Batizada de Operação Amêndoa Negra, a ação cumpriu dez mandados de busca e apreensão e dois mandados de prisão preventiva. A polícia agiu principalmente em Itabuna, no sul da Bahia, onde as duas prisões aconteceram. Além disso, um mandado foi cumprido no município de Entre Rios, também na Bahia.
Como o golpe funcionava
As investigações apontam que a quadrilha era bem organizada. Os criminosos criaram pelo menos 17 contas bancárias usando documentos falsificados. Para isso, eles abriram as contas em agências espalhadas por várias cidades, como:
- Conceição do Coité, na Bahia;
- Prado, na Bahia;
- Valença, na Bahia;
- e também em São Paulo.
Com as contas ativas, o próximo passo era solicitar empréstimos de forma fraudulenta. Assim que o dinheiro era liberado, o grupo começava uma verdadeira 'dança' de valores, transferindo o montante entre diferentes contas para despistar qualquer rastreamento. No fim, o dinheiro era distribuído entre os envolvidos.

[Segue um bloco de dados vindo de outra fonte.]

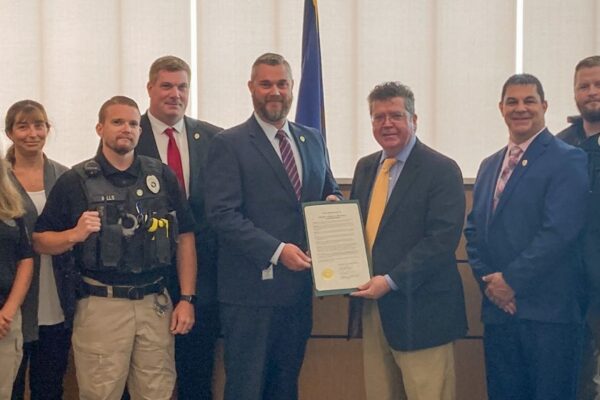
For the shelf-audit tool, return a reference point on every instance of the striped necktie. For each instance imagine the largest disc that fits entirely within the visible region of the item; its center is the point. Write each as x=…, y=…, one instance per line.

"Os criminosos utilizavam um mecanismo sofisticado de ocultação dos valores, o que deu origem ao nome da operação, Amêndoa Negra, para simbolizar essa complexidade em rastrear o dinheiro sujo", explicou um dos investigadores.
A investigação e as próximas etapas
A força-tarefa da Polícia Federal contou com a ajuda essencial da área de segurança da Caixa Econômica Federal. Foram eles que identificaram as movimentações financeiras consideradas suspeitas e alertaram as autoridades.
A colaboração foi fundamental para a PF conseguir rastrear parte do caminho percorrido pelo dinheiro obtido ilegalmente. A ação não apenas resultou nas prisões, mas também na coleta de diversas provas durante as buscas e apreensões.
Durante a operação, uma terceira pessoa foi pega em flagrante, mas, depois de ser ouvida pelas autoridades, acabou sendo liberada.
Caso sejam condenados, os investigados vão responder por crimes graves como associação criminosa, estelionato e lavagem de dinheiro. Esses crimes podem resultar em penas pesadas, mostrando a seriedade da ação da Polícia Federal contra esse tipo de golpe financeiro que prejudica o sistema bancário e milhares de pessoas indiretamente.